Following the formation of a new government in May, Shasha-Biton was named chairwoman of the Knesset’s Coronavirus Committee, where she earned popular acclaim for overturning and criticizing a number of the government’s coronavirus restrictions. Her decision to buck the prime minister also raised hackles from Prime Minister Benjamin Netanyahu and his allies, who later stripped the committee of its power to overturn government rules.

Earlier this month, Shasha-Biton joined Netanyahu’s rival Gideon Sa’ar’s party ahead of the March elections, the fourth national vote in two years. Polls have indicated the new right-wing list could become the second-largest, after Likud.

An Israeli man receives a COVID-19 vaccine at a Maccabi Healthcare Services vaccination center in Tel Aviv on December 22, 2020. (Miriam Alster/Flash90)

Israel currently has over 35,000 active coronavirus cases, of whom 584 are in serious condition. On Friday, 3,995 new cases were diagnosed, and 4.7% of tests returned positive, according to the Health Ministry.

To reduce the virus cases even as it ramps up its vaccination drive, the government last week approved another lockdown.

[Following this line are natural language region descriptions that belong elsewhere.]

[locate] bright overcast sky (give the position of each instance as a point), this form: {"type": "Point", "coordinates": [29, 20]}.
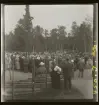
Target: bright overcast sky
{"type": "Point", "coordinates": [48, 16]}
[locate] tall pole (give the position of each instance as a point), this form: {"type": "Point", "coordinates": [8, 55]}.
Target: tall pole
{"type": "Point", "coordinates": [85, 43]}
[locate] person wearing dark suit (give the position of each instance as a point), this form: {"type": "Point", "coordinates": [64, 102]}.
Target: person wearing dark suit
{"type": "Point", "coordinates": [55, 78]}
{"type": "Point", "coordinates": [67, 73]}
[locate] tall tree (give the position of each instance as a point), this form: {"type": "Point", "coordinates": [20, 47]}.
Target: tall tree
{"type": "Point", "coordinates": [62, 36]}
{"type": "Point", "coordinates": [24, 31]}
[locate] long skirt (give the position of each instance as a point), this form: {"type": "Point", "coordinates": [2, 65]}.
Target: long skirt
{"type": "Point", "coordinates": [17, 65]}
{"type": "Point", "coordinates": [55, 78]}
{"type": "Point", "coordinates": [25, 68]}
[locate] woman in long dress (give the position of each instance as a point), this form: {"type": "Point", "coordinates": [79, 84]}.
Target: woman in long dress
{"type": "Point", "coordinates": [55, 77]}
{"type": "Point", "coordinates": [26, 62]}
{"type": "Point", "coordinates": [17, 62]}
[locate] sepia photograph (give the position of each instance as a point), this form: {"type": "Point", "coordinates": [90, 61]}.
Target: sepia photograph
{"type": "Point", "coordinates": [47, 52]}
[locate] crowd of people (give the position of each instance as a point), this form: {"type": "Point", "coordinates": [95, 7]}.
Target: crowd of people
{"type": "Point", "coordinates": [53, 63]}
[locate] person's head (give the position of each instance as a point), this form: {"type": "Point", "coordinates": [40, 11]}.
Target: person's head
{"type": "Point", "coordinates": [67, 59]}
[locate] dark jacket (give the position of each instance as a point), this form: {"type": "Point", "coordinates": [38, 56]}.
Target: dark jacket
{"type": "Point", "coordinates": [67, 70]}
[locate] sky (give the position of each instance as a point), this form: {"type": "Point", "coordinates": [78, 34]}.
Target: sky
{"type": "Point", "coordinates": [47, 16]}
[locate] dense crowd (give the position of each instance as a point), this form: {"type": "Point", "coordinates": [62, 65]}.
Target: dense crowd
{"type": "Point", "coordinates": [53, 63]}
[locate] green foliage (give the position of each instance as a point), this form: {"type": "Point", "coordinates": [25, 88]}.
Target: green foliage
{"type": "Point", "coordinates": [25, 36]}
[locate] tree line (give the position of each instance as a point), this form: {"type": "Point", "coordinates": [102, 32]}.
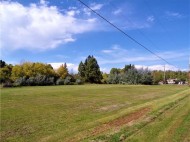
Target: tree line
{"type": "Point", "coordinates": [38, 74]}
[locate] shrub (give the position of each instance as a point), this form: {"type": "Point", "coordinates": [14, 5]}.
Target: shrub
{"type": "Point", "coordinates": [67, 80]}
{"type": "Point", "coordinates": [20, 82]}
{"type": "Point", "coordinates": [60, 81]}
{"type": "Point", "coordinates": [7, 84]}
{"type": "Point", "coordinates": [79, 82]}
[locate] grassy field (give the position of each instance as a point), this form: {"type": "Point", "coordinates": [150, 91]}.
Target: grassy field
{"type": "Point", "coordinates": [95, 113]}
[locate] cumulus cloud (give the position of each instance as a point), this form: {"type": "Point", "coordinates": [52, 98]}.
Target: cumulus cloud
{"type": "Point", "coordinates": [157, 67]}
{"type": "Point", "coordinates": [71, 67]}
{"type": "Point", "coordinates": [39, 27]}
{"type": "Point", "coordinates": [93, 6]}
{"type": "Point", "coordinates": [174, 14]}
{"type": "Point", "coordinates": [118, 11]}
{"type": "Point", "coordinates": [150, 19]}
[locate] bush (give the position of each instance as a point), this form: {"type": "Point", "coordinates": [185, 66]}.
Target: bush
{"type": "Point", "coordinates": [60, 81]}
{"type": "Point", "coordinates": [79, 82]}
{"type": "Point", "coordinates": [67, 80]}
{"type": "Point", "coordinates": [7, 84]}
{"type": "Point", "coordinates": [20, 82]}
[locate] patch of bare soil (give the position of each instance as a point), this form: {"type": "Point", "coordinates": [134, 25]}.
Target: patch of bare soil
{"type": "Point", "coordinates": [117, 123]}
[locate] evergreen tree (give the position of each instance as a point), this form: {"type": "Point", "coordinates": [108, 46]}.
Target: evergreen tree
{"type": "Point", "coordinates": [90, 70]}
{"type": "Point", "coordinates": [63, 71]}
{"type": "Point", "coordinates": [81, 69]}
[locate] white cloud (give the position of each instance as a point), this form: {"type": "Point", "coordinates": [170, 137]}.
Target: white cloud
{"type": "Point", "coordinates": [118, 11]}
{"type": "Point", "coordinates": [150, 19]}
{"type": "Point", "coordinates": [39, 27]}
{"type": "Point", "coordinates": [174, 14]}
{"type": "Point", "coordinates": [157, 67]}
{"type": "Point", "coordinates": [70, 66]}
{"type": "Point", "coordinates": [95, 6]}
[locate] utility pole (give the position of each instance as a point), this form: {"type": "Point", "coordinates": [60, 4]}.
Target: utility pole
{"type": "Point", "coordinates": [164, 75]}
{"type": "Point", "coordinates": [188, 73]}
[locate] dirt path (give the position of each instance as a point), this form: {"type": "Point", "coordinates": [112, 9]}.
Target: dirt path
{"type": "Point", "coordinates": [118, 123]}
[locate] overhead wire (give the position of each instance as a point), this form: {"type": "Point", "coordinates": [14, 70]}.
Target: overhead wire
{"type": "Point", "coordinates": [123, 32]}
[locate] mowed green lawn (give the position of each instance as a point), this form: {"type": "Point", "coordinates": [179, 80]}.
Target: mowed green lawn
{"type": "Point", "coordinates": [95, 112]}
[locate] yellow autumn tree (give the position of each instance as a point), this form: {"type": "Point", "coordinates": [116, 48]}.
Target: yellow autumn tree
{"type": "Point", "coordinates": [62, 71]}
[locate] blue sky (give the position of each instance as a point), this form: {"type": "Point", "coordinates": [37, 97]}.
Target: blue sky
{"type": "Point", "coordinates": [65, 31]}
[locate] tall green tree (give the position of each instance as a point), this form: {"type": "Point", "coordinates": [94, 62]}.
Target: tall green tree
{"type": "Point", "coordinates": [90, 70]}
{"type": "Point", "coordinates": [81, 70]}
{"type": "Point", "coordinates": [62, 71]}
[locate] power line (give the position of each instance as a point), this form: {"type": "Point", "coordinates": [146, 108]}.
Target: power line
{"type": "Point", "coordinates": [123, 32]}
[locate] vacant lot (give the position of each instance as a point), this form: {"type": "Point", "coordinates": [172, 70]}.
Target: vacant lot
{"type": "Point", "coordinates": [95, 112]}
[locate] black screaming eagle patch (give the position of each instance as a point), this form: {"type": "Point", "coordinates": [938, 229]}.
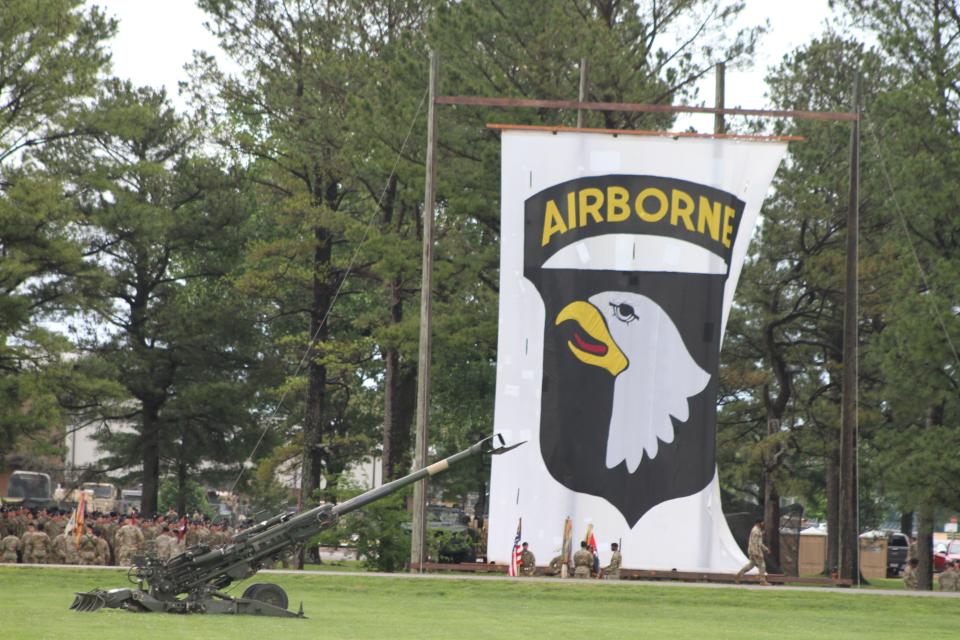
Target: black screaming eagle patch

From Sunday at 5 p.m., lockdown rules will bar Israelis from entering another person’s home; restrict movement to 1 kilometer from home, with exceptions, such as for vaccinations; shut down commerce, leisure and entertainment (except for essentials); limit public transportation to 50% capacity; and limit workplaces that do not deal with customers face-to-face to 50% capacity.

Fines for those breaking rules stand at NIS 500 ($155).

Kindergartens and school grades 1-4 and 11-12 will study as usual during the lockdown, while grades 5-10 will study remotely.

Health officials have expressed optimism that the latest closure will be the nation’s last as it steps up its vaccination drive.

Netanyahu said Saturday he sought to reach a vaccination rate of around 150,000 people a day within a week, and to have inoculated over 2 million Israelis by the end of January. Though the Health Ministry had yet to issue updated figures after Shabbat, Channel 12 News reported that some 266,000 people had gotten the first of two shots by the end of the first week of Israel’s vaccination push.